Thank you, Rebecca, for your wonderful contribution. I have been an avid runner and triathlete and all around lover of outdoor activities for many years. I lost my dear grandson last year, 5 months after back surgery had laid me up. Losing him, and watching my daughter in so much pain, has been the hardest thing that’s happened in my many years of life, and, like you express so eloquently, I am simply not me any longer. So, knowing that my go to emotional healing comes from running/hiking/biking and all things outdoors, I forced myself to go out and start running again, but more injuries continue to set me back. More surgery is on the horizon now, but I continue to force myself outside, even if only for a short walk with my dog, in hopes of some day once again I might feel that pull that you are talking about, so lacking since my grandson died. How I long to feel like me again.
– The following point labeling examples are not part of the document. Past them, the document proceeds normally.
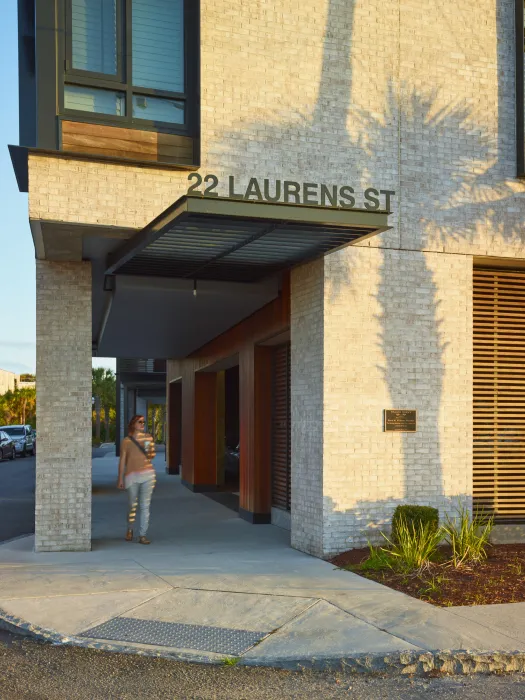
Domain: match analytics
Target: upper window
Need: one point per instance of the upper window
(520, 85)
(126, 60)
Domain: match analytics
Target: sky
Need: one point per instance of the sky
(17, 254)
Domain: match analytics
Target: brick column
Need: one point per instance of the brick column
(63, 368)
(307, 410)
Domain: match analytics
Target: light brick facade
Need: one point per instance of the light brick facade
(389, 331)
(416, 97)
(63, 365)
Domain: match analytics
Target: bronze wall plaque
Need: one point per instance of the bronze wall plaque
(400, 420)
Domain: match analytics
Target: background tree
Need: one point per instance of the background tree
(109, 391)
(104, 396)
(18, 407)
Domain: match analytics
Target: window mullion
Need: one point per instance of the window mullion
(128, 52)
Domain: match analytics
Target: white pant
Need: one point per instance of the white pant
(140, 491)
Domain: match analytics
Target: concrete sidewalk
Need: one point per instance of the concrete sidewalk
(212, 586)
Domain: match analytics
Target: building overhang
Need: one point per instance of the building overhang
(232, 240)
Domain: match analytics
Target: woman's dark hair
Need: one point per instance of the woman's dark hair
(133, 421)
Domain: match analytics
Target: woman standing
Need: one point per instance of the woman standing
(137, 475)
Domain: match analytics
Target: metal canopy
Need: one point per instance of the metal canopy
(221, 239)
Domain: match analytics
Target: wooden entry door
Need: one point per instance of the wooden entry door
(499, 394)
(281, 429)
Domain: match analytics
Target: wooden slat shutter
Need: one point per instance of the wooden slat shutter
(499, 394)
(281, 448)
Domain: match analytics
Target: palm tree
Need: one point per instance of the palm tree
(109, 388)
(104, 396)
(97, 377)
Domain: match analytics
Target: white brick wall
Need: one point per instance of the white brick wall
(63, 367)
(307, 396)
(390, 331)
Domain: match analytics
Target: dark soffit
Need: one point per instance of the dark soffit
(222, 239)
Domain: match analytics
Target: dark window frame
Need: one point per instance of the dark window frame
(120, 49)
(520, 91)
(122, 82)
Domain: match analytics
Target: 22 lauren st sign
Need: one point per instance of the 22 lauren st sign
(291, 192)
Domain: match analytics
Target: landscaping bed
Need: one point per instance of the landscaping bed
(500, 578)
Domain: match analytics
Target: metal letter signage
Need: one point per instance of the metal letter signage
(400, 420)
(290, 192)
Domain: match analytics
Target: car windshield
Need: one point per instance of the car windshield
(14, 432)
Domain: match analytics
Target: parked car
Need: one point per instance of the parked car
(7, 446)
(22, 436)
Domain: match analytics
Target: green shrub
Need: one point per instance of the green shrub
(379, 559)
(468, 536)
(417, 515)
(416, 544)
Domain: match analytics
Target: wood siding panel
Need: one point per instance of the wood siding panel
(174, 426)
(281, 433)
(255, 374)
(205, 435)
(499, 394)
(112, 141)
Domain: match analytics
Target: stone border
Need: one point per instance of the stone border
(460, 662)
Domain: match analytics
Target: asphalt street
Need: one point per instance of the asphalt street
(17, 497)
(35, 671)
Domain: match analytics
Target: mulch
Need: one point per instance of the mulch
(499, 579)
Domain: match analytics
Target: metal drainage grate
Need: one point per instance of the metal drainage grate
(220, 640)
Your article gives me just a tiny bit of hope that I might evolve.
Suzanne, thank you for your thoughtful and vulnerable response to this article. I can’t imagine all the emotional and physical grief you have been undergoing since your loss. I am so sorry you have had to endure your injuries and your extremely personal loss of your grandson. I hope you find a little peace every once in a while because you deserve it. Never forget that you are not alone in your longing to be with your “old” body and “old” life, before things got so challenging. You are not alone in your sadness, either. I am sending you all of my compassion, and thank you again for sharing your words and helping me feel a little less alone.
Rebecca,
Thank you for sharing your story and I am so deeply sorry for your loss. I am wishing you well on your race. I’m sure you will have lots of gratitude miles for both Ben and Ella to keep you going. Stay strong.
Thank you so much for this thoughtful comment and for reading this piece! I just now re-checked my page (out of a vulnerability hangover of telling my story in the first place!). I hope the summer has treated you well and that you and your loved ones are happy and healthy. Ella and I have had lots of time on the trails to continue our healing and dream up our next steps on this beautiful adventure of life we share. Be well!
Thank you for these kind and gentle words, Louise. I have so much gratitude for what sometimes feels like a second life within a life after losing Ben. But I get a gift of moving forward with so much joy and wisdom after living through losing him. And you are so right about grief being an excellent teacher. In some odd ways, I would never want to go back to the person I was before grief.